Книга История казни, страница 31. Автор книги Владимир Мирнев

Разделитель для чтения книг в онлайн библиотеке

Онлайн книга «История казни»

Cтраница 31

— А что, Дарьюшечка моя милая, я ведь разорившийся дворянин, а? — спросил он с улыбкой, не переставая помешивать пельмени. — Вот мои предки отдали землю в шестьдесят первом крестьянам, а сами занялись умственным трудом. Немногого добились. А когда я подрос, то решил заняться тем, чем душа болела, — землёю. И что же без сынов сделаешь? Вот домик с сыновьями успели построить, сарай, коров завели, сена накосили, а всё остальное — нет ничего. Так бедными и остались. Землицы тут много, но в нашей-то Сибири счастья мало. Не довелось женить сынов наших, так и лишились счастья в жизни. Самое-то счастье — дети, милая Дарьюша. Нет большего счастья, нежели дети, на земле, потому как от них всё идёт.

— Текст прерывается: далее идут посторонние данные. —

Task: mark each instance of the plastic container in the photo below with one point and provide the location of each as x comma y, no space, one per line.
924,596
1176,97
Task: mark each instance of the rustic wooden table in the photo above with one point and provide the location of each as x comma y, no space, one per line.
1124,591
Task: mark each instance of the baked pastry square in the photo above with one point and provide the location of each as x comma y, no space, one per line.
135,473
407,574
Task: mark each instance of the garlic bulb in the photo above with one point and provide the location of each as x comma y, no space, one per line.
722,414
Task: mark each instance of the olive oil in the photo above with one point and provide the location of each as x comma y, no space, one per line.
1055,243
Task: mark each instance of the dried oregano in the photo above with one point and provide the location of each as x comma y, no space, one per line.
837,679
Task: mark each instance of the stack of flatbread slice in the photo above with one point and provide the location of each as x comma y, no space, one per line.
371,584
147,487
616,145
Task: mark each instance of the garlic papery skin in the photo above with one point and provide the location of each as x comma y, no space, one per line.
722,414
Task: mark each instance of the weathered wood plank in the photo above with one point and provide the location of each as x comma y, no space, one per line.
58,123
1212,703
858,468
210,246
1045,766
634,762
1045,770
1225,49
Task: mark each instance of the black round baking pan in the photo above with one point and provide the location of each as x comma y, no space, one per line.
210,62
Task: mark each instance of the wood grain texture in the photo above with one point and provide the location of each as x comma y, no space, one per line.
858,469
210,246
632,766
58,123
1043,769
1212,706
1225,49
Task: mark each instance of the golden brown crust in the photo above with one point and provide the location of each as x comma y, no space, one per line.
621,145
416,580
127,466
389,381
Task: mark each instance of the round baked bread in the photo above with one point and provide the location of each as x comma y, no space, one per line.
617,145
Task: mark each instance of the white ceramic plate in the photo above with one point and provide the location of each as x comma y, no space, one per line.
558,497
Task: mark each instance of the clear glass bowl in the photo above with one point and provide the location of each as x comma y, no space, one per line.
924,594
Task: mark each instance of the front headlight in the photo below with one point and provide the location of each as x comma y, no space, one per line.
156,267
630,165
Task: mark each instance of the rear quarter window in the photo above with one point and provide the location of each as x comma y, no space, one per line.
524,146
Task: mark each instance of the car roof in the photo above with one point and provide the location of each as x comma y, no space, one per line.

Дарья с волнением поглядывала на старика. Как только Пётр Петрович вспомнил о детях, она почувствовала лёгкое головокружение, неприятный привкус во рту и отвернулась. Ей вовсе не хотелось рассказывать старику о своём горе, о том, что случилось на самом деле. Ведь рассказанное — это прожитое дважды: один раз душою, другой раз как бы наяву. И от этого омерзение и мурашки пробежали по телу.

II

Сибирская зима продолжалась долгие месяцы, принимая ту обыденность, как, например, тёплая погода или дождливая осень в России, когда все понимают, что иначе быть не может, принимая погоду такой, какая она есть. Заснеженное село издали в лесостепной части Сибири выглядело как скопище огромных сугробов, одолеть которые под силу только весне. И потому ждут её с неслыханной стойкостью, откладывая все дела на «потом», на тёплые денёчки. Ещё и признаков весны не видела Дарья, поглядывая по своему обычаю утром из окна во двор, где Пётр Петрович уже с раннего утра прочищал дорожку к сараю. Покормив огромного пса, что-то вроде помеси волка с дворнягой, он со скрипом открыл дверь в сарай, где мычала, поджидая хозяина, проголодавшаяся отощавшая бурёнка. Вокруг коровы резво бегал телёнок, весело начинали крутить хвостиками ягнята, принесённые стариком в дом для подкормки. По их весёлости, радостному блеянию можно было заключить о приближавшейся весне. То были первые признаки весны, а вовсе не внешние — не талый снег, о котором ещё рано было и мечтать.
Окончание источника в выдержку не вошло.